To enter, follow @Pet360 on Instagram, post a photo of your dog(s) and answer the question “What would you like to better monitor in your dog’s life?” Tag the photo and answer with the #PetMOMitor hashtag. That’s it. You’re entered to win the random drawing.
Entries must be received by 11:59 p.m. EST, on Sunday, May 11 (that would Mother’s Day, in case any of you have forgotten…).
The Heyrex is a wireless system (valued at $200) that includes a receiver and clip-to-collar, waterproof transmitter. It measures activity levels, mobility, scratching, resting patterns and sleep disturbances, and then gives you the information in infographics and charts over a rolling period of days, weeks and months – all of which can be accessed by desktop computer or mobile tablets and smartphones. Essentially, you can have near real-time info on your dog’s activity and can then track behavior changes or other issues over time.

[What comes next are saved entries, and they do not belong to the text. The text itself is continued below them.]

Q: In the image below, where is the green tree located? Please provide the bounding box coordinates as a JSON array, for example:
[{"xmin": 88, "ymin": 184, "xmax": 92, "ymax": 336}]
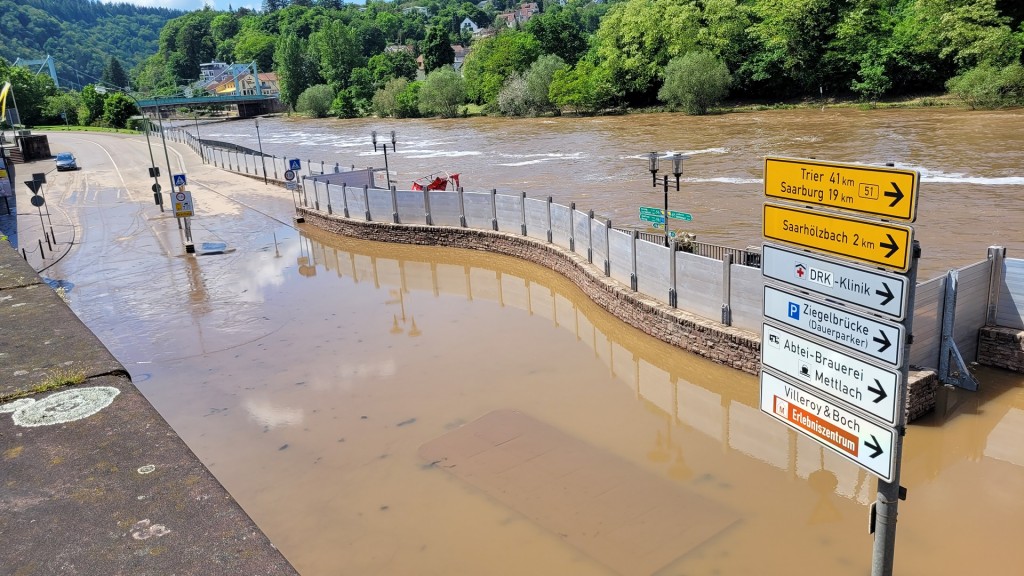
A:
[
  {"xmin": 296, "ymin": 84, "xmax": 334, "ymax": 117},
  {"xmin": 102, "ymin": 92, "xmax": 137, "ymax": 128},
  {"xmin": 42, "ymin": 91, "xmax": 81, "ymax": 125},
  {"xmin": 461, "ymin": 30, "xmax": 541, "ymax": 105},
  {"xmin": 367, "ymin": 51, "xmax": 419, "ymax": 87},
  {"xmin": 422, "ymin": 24, "xmax": 455, "ymax": 73},
  {"xmin": 159, "ymin": 11, "xmax": 218, "ymax": 82},
  {"xmin": 936, "ymin": 0, "xmax": 1022, "ymax": 69},
  {"xmin": 524, "ymin": 4, "xmax": 588, "ymax": 65},
  {"xmin": 525, "ymin": 54, "xmax": 566, "ymax": 114},
  {"xmin": 101, "ymin": 57, "xmax": 131, "ymax": 91},
  {"xmin": 658, "ymin": 51, "xmax": 732, "ymax": 115},
  {"xmin": 497, "ymin": 73, "xmax": 531, "ymax": 116},
  {"xmin": 234, "ymin": 30, "xmax": 276, "ymax": 73},
  {"xmin": 548, "ymin": 59, "xmax": 616, "ymax": 115},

The system has grabbed my attention for two reasons. First, the monitoring of sleep patterns is interesting to me because of my arthritic English bulldog, Hoss. He’ll be 14 years old next month (ancient for a bully) and he’s up and down all night long (perhaps one reason I’m so tired in the morning). It’s a typical side effect of aging – dogs, much like humans, begin to sleep more during the day and tend to wake more throughout the night. It would be interesting to monitor the trends – time, duration, frequency – and see if it’s a stable pattern or one that’s changing/increasing as days and weeks weigh on him.

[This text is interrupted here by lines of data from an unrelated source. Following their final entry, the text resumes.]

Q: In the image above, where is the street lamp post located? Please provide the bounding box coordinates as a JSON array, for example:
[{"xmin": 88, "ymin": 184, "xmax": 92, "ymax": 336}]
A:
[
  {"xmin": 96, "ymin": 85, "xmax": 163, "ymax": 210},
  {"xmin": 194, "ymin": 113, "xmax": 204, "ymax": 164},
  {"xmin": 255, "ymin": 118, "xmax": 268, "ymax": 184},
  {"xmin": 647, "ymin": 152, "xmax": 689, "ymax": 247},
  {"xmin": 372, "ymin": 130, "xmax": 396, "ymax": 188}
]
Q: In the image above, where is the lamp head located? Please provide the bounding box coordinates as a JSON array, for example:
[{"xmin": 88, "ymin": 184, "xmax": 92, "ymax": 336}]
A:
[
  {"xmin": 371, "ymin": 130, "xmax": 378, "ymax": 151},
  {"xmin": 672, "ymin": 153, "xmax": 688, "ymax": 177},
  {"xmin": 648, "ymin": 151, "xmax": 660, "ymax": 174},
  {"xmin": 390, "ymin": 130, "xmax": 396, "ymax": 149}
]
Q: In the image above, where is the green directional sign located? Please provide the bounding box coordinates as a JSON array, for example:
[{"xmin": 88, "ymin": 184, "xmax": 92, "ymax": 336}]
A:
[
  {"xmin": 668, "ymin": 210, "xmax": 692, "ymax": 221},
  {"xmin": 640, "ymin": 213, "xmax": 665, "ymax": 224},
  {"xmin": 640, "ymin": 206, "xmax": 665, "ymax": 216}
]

The second reason it grab my attention is for my Labrador retriever, Kona. He’s getting up there in age at 10 years old, but is still active and playful – he wants to go. The problem is, I don’t always have the time to train like we used to when he was younger. Getting him in shape for the hunting season is always a chore (yes, I know: best not to let them get out of shape to begin with). I can see how the Heyrex could help you monitor and maintain an exercise program that helped get and keep your dog in shape, without overdoing it before they’re ready. Like humans, a slow, steady climb to aerobic and anaerobic fitness is better, and leaves both less prone to injury, than a sudden onslaught of physical demands.